# HST Registration



## beachman (Apr 28, 2012)

I sell online and will exceed 30k sales treshold. Since these are online sales to non-Canadian customers, so I still have to register for HST? I called CRA and was told I don't, but I am paranoid and thought I should around.

Regards


----------



## Homerhomer (Oct 18, 2010)

I don't believe the response from CRA was correct, nor beneficial to you, here are the points to ponder about:

Your HST registration requirement is based on what you are selling, not where your customers are, there are three types of products/services: HST exempt (you can't charge HST for that, in turn you can't register for HST and you can't deduct HST from your expenses and claim it back on your return), HST zero rated, means you do not charge hst on your sales but you have to register for HST, and you can claim your HST ITC on expenses, and HST taxable product/services, you charge HST on revenues, and you claim back HST on your expense.

If you fall into category of HST zero rated, or taxable product or services, you should register, if you sell only to foreign customers you won't charge them HST, but you will get back HST paid on your expenses.


----------



## beachman (Apr 28, 2012)

Thanks for the reply.

Let's just say there is very little input tax credit I can calim since most merchandise is being dropshipped (lets say from one usa factory to a usa customer).
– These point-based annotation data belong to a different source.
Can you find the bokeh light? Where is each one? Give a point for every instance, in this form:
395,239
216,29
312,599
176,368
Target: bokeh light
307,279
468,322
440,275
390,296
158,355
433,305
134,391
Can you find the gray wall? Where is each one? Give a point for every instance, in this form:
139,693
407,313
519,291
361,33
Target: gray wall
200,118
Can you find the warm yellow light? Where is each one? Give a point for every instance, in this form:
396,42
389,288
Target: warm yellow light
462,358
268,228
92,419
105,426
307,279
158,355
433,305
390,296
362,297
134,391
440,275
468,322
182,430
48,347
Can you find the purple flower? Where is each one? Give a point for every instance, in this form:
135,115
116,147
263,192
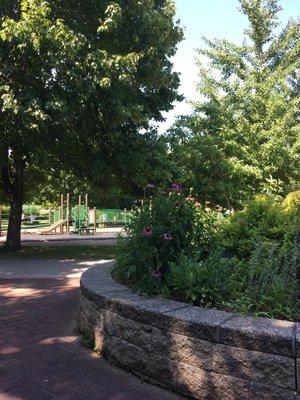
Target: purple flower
150,186
168,236
147,232
156,274
176,188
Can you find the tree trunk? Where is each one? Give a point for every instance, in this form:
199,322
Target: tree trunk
16,195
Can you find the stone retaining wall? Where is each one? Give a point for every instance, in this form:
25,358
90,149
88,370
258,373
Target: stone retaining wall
203,353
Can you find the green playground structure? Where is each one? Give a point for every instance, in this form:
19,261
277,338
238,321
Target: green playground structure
77,219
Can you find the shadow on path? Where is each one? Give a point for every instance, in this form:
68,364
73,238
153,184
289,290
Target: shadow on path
40,354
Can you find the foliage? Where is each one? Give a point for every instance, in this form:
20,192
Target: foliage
263,219
263,285
247,262
77,85
243,138
168,226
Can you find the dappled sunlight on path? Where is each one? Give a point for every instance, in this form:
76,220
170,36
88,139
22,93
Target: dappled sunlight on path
40,353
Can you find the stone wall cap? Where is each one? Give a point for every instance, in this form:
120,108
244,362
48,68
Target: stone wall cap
261,334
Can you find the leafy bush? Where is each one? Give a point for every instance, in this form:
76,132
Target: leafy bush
168,226
247,262
264,219
263,285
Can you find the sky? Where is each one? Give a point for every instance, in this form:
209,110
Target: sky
214,19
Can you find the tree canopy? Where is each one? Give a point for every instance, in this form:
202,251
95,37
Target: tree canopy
244,137
78,82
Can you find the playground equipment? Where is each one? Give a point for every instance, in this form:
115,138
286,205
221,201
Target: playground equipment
83,219
65,219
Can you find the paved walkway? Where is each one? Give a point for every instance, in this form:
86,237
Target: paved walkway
104,237
40,354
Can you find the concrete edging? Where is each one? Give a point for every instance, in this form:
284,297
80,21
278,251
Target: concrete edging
199,352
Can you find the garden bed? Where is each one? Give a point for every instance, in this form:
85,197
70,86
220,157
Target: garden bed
200,352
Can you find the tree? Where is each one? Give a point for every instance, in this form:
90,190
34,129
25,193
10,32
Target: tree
244,137
78,81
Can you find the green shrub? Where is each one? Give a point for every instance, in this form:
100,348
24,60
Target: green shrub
264,285
262,219
168,226
247,262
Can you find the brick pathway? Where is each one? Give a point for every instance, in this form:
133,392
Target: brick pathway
40,355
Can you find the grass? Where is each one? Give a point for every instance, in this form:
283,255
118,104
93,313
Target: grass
81,252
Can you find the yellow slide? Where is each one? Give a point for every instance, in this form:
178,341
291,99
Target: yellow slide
53,227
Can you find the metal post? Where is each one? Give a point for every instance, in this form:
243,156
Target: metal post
68,213
61,213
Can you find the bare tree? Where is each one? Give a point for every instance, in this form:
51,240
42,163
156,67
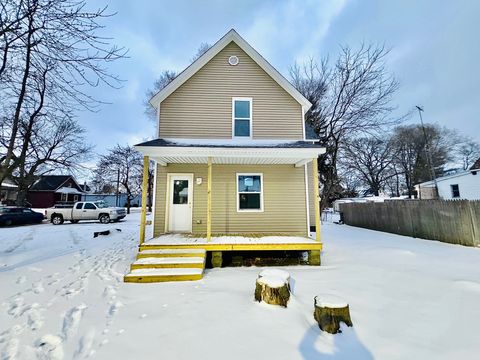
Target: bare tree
127,161
202,49
468,151
410,144
58,144
51,52
165,78
371,159
350,97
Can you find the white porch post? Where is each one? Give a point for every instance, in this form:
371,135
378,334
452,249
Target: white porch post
316,199
209,199
143,216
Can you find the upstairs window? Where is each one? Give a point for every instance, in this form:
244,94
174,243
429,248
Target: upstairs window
455,191
242,117
249,192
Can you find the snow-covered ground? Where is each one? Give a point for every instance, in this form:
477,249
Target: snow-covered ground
62,297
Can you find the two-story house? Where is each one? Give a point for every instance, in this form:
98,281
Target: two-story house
233,170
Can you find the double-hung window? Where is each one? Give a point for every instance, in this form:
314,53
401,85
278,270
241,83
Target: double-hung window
455,191
249,192
242,117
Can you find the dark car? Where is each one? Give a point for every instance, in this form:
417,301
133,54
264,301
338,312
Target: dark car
19,215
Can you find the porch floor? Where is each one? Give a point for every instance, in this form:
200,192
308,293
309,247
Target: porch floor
232,242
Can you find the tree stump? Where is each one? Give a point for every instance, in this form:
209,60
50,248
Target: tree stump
277,272
272,289
329,311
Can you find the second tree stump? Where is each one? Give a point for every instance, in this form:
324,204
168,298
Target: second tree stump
330,311
273,289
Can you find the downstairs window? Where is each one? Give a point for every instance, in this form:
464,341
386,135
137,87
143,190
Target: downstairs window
250,192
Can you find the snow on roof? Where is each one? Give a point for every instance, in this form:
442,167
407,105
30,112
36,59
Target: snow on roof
67,190
232,35
232,143
444,178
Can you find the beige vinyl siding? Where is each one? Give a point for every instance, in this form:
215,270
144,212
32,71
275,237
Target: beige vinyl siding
283,197
311,201
202,106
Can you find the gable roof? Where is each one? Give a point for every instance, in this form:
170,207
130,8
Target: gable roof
232,35
476,165
52,182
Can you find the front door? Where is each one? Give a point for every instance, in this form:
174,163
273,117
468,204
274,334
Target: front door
180,203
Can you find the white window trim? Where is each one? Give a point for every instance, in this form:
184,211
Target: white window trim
237,193
250,100
451,190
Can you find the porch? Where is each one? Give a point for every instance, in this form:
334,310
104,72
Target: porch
272,222
181,257
217,242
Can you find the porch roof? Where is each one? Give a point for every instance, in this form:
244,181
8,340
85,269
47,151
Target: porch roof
231,151
232,242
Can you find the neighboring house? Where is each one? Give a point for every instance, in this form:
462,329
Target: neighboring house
112,200
231,154
49,190
8,192
463,185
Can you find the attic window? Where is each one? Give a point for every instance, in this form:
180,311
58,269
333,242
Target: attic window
233,60
242,117
455,191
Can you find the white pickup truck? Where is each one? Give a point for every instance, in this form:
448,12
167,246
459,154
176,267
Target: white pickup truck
85,210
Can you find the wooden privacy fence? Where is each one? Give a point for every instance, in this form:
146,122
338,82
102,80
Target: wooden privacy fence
451,221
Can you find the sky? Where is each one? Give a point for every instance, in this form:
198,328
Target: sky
434,51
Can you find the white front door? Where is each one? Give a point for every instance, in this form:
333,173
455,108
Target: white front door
180,203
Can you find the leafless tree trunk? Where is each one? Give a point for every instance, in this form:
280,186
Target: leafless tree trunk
50,52
351,97
129,162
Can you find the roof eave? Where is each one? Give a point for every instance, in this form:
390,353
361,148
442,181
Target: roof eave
232,35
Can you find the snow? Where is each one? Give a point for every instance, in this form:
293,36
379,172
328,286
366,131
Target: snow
62,296
271,281
174,251
231,142
285,276
179,239
171,260
163,272
330,301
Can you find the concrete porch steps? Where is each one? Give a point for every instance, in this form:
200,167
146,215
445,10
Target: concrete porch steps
150,275
169,262
154,265
148,253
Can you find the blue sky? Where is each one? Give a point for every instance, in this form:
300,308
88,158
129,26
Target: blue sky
435,51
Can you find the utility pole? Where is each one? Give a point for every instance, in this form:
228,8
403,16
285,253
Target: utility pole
427,151
118,185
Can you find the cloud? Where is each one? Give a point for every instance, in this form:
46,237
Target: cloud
292,27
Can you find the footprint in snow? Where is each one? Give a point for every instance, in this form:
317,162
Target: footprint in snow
114,308
85,345
16,307
37,287
34,315
109,291
10,351
71,320
49,347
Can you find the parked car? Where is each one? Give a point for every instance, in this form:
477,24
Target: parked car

My question really is do I have to register.... or simply will I be penalised since there are no sales taxes being collected and owed.


----------



## Homerhomer (Oct 18, 2010)

beachman said:


> My question really is do I have to register....





Homerhomer said:


> Your HST registration requirement is based on what you are selling, not where your customers are..........., .


That was the response to your question ;-)


----------



## Young&Ambitious (Aug 11, 2010)

I don't specialize in HST but I believe this is a no. http://www.cra-arc.gc.ca/tx/bsnss/tpcs/gst-tps/gnrl/hst-tvh/gds-eng.html


----------